Hit Counters

On Web pages, you commonly see something called a hit counter or a visitor number indicator. Supposedly, it indicates how many times a Web page has been visited. An example of one is shown in Figure 23.3.

Visitor counters have lots of problems. First and foremost, what does that number mean? A high number of "hits" supposedly indicates that the page is popular. If it's popular, does that mean it's a good Web page? Not necessarily. If you're visiting a Web page, it either has the information you want, or it doesn't. The quality of the page is in its value to you, not to others.
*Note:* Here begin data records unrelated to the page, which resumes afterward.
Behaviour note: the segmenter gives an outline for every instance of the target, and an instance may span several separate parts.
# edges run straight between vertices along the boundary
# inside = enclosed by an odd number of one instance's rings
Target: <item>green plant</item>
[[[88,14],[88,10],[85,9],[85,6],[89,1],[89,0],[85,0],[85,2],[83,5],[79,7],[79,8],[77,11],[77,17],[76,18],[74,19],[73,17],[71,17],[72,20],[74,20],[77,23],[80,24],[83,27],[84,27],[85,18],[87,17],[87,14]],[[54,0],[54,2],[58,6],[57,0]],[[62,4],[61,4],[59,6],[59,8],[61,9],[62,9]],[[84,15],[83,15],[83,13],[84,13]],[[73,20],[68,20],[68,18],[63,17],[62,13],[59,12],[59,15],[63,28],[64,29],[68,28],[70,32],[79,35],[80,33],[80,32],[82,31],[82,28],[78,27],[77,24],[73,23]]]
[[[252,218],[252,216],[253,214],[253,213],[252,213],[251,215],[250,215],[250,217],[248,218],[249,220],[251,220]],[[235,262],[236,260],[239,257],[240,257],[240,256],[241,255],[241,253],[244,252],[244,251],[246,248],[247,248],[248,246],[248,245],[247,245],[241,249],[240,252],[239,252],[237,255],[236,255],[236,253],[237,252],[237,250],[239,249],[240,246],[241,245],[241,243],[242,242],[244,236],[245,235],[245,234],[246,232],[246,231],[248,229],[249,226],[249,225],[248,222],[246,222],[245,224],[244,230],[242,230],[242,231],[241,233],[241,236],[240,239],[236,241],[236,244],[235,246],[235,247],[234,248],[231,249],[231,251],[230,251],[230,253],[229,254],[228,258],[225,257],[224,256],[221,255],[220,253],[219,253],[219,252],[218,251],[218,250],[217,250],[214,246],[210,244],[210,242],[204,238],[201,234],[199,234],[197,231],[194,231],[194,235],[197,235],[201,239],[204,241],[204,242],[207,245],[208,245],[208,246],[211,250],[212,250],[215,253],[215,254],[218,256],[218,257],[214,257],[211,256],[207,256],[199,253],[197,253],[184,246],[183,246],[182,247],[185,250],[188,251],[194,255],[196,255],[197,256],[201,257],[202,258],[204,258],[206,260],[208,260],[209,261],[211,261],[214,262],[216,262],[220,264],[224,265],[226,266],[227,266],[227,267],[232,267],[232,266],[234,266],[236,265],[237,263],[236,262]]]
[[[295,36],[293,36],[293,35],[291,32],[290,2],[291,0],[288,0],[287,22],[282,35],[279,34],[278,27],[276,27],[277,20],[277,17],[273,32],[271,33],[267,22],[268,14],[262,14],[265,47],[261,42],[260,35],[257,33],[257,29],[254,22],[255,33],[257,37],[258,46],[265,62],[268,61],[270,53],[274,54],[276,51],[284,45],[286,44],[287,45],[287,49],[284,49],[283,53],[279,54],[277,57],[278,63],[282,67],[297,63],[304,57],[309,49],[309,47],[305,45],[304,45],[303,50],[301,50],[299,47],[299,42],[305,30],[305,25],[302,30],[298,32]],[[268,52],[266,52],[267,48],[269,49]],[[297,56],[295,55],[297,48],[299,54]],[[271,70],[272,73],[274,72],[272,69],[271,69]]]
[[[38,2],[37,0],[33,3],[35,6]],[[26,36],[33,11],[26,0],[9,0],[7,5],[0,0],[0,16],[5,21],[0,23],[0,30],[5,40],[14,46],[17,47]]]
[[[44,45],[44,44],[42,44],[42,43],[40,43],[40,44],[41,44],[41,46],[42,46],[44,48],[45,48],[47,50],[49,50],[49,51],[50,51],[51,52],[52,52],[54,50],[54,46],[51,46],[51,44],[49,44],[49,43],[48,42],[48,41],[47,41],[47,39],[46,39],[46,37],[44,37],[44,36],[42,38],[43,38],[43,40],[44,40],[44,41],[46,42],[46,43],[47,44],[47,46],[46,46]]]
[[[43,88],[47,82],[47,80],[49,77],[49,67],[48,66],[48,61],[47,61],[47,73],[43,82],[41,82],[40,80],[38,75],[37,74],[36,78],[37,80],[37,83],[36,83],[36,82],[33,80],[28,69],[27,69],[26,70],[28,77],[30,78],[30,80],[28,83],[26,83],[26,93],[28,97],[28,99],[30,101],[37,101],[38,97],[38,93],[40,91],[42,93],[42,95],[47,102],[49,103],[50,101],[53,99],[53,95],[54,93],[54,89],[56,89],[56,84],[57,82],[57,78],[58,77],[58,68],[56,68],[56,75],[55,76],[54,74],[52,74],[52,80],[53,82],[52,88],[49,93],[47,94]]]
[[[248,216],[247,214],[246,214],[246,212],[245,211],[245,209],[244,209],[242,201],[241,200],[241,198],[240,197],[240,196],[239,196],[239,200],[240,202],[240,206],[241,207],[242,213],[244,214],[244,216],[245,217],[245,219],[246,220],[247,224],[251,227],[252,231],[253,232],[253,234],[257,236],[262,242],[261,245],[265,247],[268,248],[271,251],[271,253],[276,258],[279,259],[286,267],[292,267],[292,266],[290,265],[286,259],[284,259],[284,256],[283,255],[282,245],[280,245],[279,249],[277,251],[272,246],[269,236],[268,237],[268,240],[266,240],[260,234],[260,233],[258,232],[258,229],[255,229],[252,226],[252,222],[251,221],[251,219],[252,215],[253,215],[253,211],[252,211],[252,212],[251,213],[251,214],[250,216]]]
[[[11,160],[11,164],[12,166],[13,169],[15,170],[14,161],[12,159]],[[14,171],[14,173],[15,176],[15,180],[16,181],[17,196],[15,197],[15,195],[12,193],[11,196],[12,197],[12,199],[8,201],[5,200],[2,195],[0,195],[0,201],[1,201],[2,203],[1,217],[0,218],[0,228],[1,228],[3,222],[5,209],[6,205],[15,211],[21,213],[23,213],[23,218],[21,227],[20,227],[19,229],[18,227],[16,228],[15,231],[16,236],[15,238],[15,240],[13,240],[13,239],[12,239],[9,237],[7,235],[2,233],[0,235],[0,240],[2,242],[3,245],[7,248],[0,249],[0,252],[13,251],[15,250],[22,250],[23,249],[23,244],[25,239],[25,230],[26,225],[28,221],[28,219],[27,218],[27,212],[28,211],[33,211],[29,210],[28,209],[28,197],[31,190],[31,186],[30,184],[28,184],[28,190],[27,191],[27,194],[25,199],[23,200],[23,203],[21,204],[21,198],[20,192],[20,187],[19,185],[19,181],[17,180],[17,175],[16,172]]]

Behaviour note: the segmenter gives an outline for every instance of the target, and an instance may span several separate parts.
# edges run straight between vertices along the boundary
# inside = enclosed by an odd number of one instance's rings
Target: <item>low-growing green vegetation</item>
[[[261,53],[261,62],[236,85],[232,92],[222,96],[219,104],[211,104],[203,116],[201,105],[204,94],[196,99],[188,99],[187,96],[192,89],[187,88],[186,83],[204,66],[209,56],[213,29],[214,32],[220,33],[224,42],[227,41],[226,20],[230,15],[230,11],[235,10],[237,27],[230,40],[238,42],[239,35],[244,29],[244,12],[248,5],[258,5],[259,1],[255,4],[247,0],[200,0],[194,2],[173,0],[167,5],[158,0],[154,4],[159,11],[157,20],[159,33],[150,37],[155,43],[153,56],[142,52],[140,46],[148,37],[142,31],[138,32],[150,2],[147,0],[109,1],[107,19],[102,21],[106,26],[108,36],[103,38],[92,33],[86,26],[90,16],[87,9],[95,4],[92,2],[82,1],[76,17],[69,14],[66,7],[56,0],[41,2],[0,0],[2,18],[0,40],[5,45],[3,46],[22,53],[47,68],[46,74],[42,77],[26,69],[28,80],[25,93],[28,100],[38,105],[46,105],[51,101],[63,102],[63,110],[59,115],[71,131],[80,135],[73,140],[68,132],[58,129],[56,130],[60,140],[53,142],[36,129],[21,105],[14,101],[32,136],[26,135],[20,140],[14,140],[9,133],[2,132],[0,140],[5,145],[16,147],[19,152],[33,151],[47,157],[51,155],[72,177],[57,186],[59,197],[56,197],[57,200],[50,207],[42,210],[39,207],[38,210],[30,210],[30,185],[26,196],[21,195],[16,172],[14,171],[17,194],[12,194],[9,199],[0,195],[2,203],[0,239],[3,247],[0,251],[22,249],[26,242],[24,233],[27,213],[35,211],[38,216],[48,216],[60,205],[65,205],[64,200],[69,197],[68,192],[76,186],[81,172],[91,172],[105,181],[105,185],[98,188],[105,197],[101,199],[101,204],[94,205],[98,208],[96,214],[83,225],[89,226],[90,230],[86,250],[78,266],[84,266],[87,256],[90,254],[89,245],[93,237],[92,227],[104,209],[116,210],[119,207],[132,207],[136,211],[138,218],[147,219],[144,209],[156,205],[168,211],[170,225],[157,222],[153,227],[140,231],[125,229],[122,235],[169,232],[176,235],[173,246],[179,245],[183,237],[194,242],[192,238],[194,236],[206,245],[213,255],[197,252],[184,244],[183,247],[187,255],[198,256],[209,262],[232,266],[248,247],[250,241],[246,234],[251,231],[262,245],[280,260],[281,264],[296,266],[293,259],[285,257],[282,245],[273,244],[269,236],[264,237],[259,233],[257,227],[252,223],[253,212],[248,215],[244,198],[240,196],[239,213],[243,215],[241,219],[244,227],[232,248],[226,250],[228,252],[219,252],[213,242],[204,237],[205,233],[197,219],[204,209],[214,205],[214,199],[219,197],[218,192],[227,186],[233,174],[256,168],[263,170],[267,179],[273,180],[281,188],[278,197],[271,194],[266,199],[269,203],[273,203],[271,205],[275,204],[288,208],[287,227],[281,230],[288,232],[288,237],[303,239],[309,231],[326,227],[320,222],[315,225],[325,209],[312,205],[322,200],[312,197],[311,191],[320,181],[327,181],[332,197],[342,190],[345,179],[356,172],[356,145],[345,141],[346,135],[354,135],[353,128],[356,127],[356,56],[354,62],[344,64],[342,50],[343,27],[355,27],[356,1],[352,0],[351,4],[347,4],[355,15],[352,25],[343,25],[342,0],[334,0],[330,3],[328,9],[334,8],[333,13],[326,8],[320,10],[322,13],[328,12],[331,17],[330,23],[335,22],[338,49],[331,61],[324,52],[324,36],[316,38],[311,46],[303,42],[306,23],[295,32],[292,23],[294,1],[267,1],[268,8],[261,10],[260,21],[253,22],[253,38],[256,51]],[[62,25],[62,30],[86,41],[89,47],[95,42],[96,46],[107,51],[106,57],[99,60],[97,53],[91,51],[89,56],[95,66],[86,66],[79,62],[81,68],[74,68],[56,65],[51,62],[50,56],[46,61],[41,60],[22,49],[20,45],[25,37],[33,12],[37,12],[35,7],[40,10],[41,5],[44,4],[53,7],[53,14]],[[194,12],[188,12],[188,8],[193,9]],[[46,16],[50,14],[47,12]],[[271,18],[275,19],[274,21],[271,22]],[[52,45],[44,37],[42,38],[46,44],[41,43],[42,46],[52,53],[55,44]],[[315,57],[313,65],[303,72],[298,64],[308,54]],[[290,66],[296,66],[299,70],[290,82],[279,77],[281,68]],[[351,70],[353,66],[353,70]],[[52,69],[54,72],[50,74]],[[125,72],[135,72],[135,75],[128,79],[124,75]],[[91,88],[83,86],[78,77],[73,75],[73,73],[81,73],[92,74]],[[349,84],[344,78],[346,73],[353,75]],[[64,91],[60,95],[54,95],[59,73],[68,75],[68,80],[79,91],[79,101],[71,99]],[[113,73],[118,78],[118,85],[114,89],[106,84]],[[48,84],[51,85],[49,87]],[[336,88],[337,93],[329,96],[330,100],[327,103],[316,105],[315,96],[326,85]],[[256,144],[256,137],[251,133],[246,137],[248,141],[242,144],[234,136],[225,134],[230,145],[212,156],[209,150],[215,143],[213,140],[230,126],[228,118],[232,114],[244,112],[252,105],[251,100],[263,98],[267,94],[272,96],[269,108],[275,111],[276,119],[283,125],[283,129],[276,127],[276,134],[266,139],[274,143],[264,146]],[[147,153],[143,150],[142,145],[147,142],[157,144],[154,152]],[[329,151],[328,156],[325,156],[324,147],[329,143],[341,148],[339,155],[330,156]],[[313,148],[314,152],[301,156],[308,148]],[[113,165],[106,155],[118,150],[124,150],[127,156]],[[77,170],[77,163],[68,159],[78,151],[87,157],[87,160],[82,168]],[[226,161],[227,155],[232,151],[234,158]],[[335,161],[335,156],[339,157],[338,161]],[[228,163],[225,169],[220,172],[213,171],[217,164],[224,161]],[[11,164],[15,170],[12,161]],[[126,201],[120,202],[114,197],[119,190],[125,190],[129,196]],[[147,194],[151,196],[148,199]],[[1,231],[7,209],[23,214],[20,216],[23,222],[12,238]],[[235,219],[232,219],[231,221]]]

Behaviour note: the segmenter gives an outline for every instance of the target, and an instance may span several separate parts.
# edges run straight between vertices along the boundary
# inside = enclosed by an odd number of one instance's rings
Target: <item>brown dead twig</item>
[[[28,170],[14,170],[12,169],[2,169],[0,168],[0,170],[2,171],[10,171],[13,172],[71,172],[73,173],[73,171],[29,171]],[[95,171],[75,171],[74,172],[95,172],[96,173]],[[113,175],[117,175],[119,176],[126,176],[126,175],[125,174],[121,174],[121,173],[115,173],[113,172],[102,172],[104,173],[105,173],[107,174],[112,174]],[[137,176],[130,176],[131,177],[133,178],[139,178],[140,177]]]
Essentially, a hit counter is a kind of beauty contest—with blind judges. The number represented is not necessarily the number of people who've visited your page. At best, it's a wildly inaccurate estimate. Why are these counters so inaccurate? I can think of several reasons.

First, no rule says that a hit counter has to start at 0. When you were issued your last checkbook, was the first check #1? More likely, when you ordered the checks, you were allowed to pick the starting sequence number. If you're smart, you'll pick a high number so that it appears as if you have a long-standing account with the bank. A low number will make store clerks look twice at your ID and maybe consider not taking your check at all. Web site operators frequently set the hit counter initially high to make their sites look more "popular" than they really are.

Figure 23.3. Sample of a hit counter.


The second problem with hit counters is Web robots—also called spiders, crawlers, and so on. These automatic processes search the Web for data, sometimes simply to look for a specific piece of data and sometimes to build indexes of interesting Web sites. Have you ever wondered how AltaVista, Google, or HotBot build their indexes? They search the Web, fetch pages, and ultimately make hit counters go higher than they really should be.

The next problem is the Refresh button on Web browsers. Every time your page is "refreshed," the hit counter goes up a notch. You're not really measuring the number of "visitors" to your site if someone hits the reload button, are you?

Last—and most important—is the caching problem. In Hour 17, "Introduction to CGI," you saw a diagram of how the browser communicates with the Web server. It left out an important detail, which is shown in Figure 23.4.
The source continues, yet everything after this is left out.